The much-awaited third meeting of the Group of Ministers (GoM), held after a gap of four months, here on Wednesday, remained inconclusive. This is yet another meet without making any headway towards the finalisation of national pharmaceutical policy.
The seven-member panel, headed by Agriculture Minister Sharad Pawar, held rather a brief meeting and sat through the presentation by the Chemicals Department carrying the details of an NPPA survey to press its stand on expanded price control, sources said.

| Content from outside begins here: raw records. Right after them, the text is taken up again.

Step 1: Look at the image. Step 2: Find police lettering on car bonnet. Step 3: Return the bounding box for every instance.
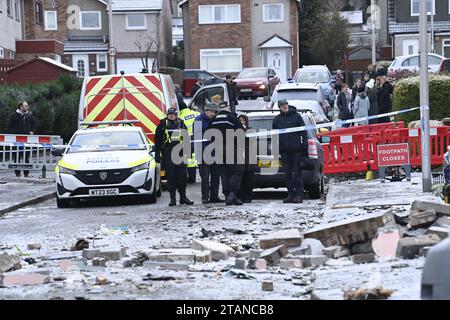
[167,108,178,115]
[205,102,219,112]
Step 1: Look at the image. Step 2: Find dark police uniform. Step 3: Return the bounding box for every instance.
[155,108,193,206]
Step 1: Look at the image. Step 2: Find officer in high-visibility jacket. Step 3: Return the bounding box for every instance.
[179,103,200,183]
[155,108,194,207]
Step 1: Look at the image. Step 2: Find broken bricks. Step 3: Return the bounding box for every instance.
[408,209,437,229]
[304,210,395,247]
[397,234,441,259]
[411,200,450,216]
[259,229,303,249]
[323,246,350,259]
[260,244,289,265]
[192,240,235,261]
[0,252,22,274]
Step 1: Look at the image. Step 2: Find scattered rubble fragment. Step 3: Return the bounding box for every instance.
[352,253,375,264]
[344,287,394,300]
[411,200,450,216]
[27,243,42,250]
[0,270,50,287]
[425,227,450,240]
[259,229,303,249]
[397,234,441,259]
[304,210,394,247]
[70,239,89,251]
[260,244,289,265]
[192,240,235,261]
[323,246,350,259]
[261,281,273,291]
[407,209,437,229]
[0,252,22,274]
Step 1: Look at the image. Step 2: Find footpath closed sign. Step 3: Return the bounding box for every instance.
[378,143,410,167]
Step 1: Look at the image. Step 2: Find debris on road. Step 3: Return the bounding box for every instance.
[304,210,394,247]
[397,234,441,259]
[192,240,235,261]
[0,270,50,287]
[407,209,437,229]
[0,252,22,274]
[259,244,289,265]
[411,200,450,216]
[352,253,375,264]
[261,281,273,291]
[70,239,89,251]
[259,229,303,249]
[344,287,394,300]
[27,243,42,250]
[323,246,350,259]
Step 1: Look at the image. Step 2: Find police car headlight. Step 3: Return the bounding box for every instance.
[59,166,77,176]
[131,161,150,172]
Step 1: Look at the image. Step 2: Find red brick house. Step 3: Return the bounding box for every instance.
[5,57,77,84]
[179,0,299,81]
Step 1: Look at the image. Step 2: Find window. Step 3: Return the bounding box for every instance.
[80,11,102,30]
[13,0,20,21]
[127,14,147,30]
[97,54,108,71]
[77,59,84,78]
[263,3,284,22]
[200,48,242,72]
[411,0,436,16]
[34,0,44,25]
[45,11,58,30]
[198,4,241,24]
[6,0,12,17]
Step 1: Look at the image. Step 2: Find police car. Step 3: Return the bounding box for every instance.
[52,126,161,208]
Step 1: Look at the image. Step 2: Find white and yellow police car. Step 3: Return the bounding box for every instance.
[53,126,161,208]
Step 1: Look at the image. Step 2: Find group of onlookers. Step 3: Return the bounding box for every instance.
[335,64,394,127]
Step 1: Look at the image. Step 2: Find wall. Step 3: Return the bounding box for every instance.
[183,0,253,69]
[0,0,22,53]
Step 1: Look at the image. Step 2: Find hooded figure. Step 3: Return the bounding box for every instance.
[353,86,370,126]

The GoM, which was scheduled to meet in November, went through quick session without fixing the date for the next meeting or going into detail on other contentious clauses. The policy is already lagging two years behind the schedule.
The third meeting was to be held on November two, but was postponed after the Cabinet meeting took longer time. It is viewed that the meeting was hurriedly arranged this time to fulfil the formality, against the backdrop of a general instruction from the Prime Minister's Office to speed up the works of all pending GoMs.
Sticking to the stern stand of Union Chemicals Minister Ram Vilas Paswan to bring more drugs under price control, his officials presented the findings of a recent NPPA survey before the GoM members. The price regulator had found that prices rose just one per cent yearly for those drugs under the control from 1994 while the prices of drugs out of the control bracket went up sharply. As per the NPPA study, about 87 per cent of samples collected from across the country had increased prices beyond 20 per cent ceiling limit.
The last meeting of the GoM was held on September 12 and it took the views from the industry on the contentious issue of price control on 354 drugs, as proposed in the draft prepared by the Chemicals Ministry.
In November last year, the ministry of chemicals had sent the draft pharma policy to the Cabinet which increased the span of control on 354 essential medicines, besides the existing 74 drugs under Drug Price Control Order, 1995. And in January, the Prime Minister constituted the GoM which held its first meeting on April 10.